Но, увы! и Торн — это всего лишь мое прошлое. Я никогда не вернусь туда. Закрыты пути. Я, наконец, разобрался в самом себе. Мне предстояло закончить школу, затем учиться в университете штата — один год, другой, третий, и так далее. И вот ведь — превозмог я все это. Оказался куда крепче, чем думал сам. Даже слишком крепок. Человек из стали. Вытащили практически целехонького из разбитой вдрызг машины. Не могу сказать, что у меня есть особые причины продолжать существование, закончить школу, учиться в Штате, получить работу и прожить еще каких-нибудь пятьдесят лет, но я, кажется, так уж запрограммирован. Человек из стали действует согласно заложенной в него программе.
Описание этого отрезка моей жизни далеко от совершенства. Чего я не касаюсь в нем, чего я просто не могу передать словами, о чем я и думать боюсь — так это о том, насколько все случившееся было страшно. В течение долгих недель, каждое утро, когда я просыпался, и каждый вечер в постели мне хотелось плакать, потому что было невыносимо тяжко. Оказалось, что я способен вынести все это, но плакать я не мог. Не о чем мне было плакать.
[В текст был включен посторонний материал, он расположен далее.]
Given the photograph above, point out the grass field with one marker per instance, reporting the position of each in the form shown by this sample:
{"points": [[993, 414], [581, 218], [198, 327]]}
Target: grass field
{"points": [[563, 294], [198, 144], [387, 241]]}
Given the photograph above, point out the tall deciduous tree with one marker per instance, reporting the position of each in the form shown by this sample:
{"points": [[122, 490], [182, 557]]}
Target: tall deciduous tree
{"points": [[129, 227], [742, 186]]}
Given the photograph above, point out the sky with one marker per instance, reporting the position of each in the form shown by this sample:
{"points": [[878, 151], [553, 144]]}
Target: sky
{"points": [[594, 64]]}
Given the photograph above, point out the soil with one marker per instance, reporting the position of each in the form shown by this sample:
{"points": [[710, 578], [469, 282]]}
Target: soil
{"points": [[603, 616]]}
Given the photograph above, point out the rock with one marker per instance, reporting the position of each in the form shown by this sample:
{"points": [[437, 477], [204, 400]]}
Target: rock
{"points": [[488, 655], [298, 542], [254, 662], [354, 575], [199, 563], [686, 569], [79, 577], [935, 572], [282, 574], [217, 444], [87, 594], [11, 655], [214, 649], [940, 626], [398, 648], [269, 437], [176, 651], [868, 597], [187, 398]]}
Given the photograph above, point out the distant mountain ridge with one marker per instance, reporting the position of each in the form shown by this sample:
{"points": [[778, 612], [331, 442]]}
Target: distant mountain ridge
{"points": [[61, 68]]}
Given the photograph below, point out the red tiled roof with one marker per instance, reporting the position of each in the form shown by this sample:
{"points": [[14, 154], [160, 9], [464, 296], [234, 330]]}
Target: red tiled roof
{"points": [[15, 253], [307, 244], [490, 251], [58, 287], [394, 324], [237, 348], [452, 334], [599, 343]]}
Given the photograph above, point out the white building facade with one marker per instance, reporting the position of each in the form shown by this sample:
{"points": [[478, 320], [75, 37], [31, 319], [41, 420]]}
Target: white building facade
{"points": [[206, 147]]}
И делать мне нечего больше было. Я предпринял две попытки. Одну — с Натали. Другую — с машиной. И обе не состоялись. Так и не удалось ничего изменить. И незачем было снова испытывать судьбу. Раз уж я друга удержать не сумел, что ж, обойдусь без друга. Раз уж я, по рассеянности скатившись в машине под откос, остался жив, что ж, буду жить. Одна попытка стоила другой: обе были глупые. Я знаю, мама беспокоилась обо мне, но меня это мало трогало. Ей хотелось, чтобы я был живой, нормальный. Я остался жив, и я делал почти все так, как она хотела. Если в результате и не всегда получалось как у «нормального», то это, по крайней мере, обеспечивало пятьдесят лет более или менее удачной имитации «нормальной жизни». А ее желание, чтобы я был счастлив, мне не по силам было выполнить. Я не безумствовал, не дулся, не затевал ссор, не прибегал к наркотикам, не отказывался от еды, от ее пирогов с яблоками, не вступил в коммунистическую партию, и вообще ничего такого не сделал. Я подолгу оставался в своей комнате, совсем один, но так бывало и прежде. Так что вряд ли я представлялся ей таким уж несчастным, — неважное настроение, и только. Я знаю, она догадывалась, что мое состояние как-то связано с Натали Филд. Но, я уже говорил, что моя мать — мудрая женщина. Ну и в конечном счете она определила мою болезнь как болезнь роста, мол, «детская любовь», и успокоилась — все в норме.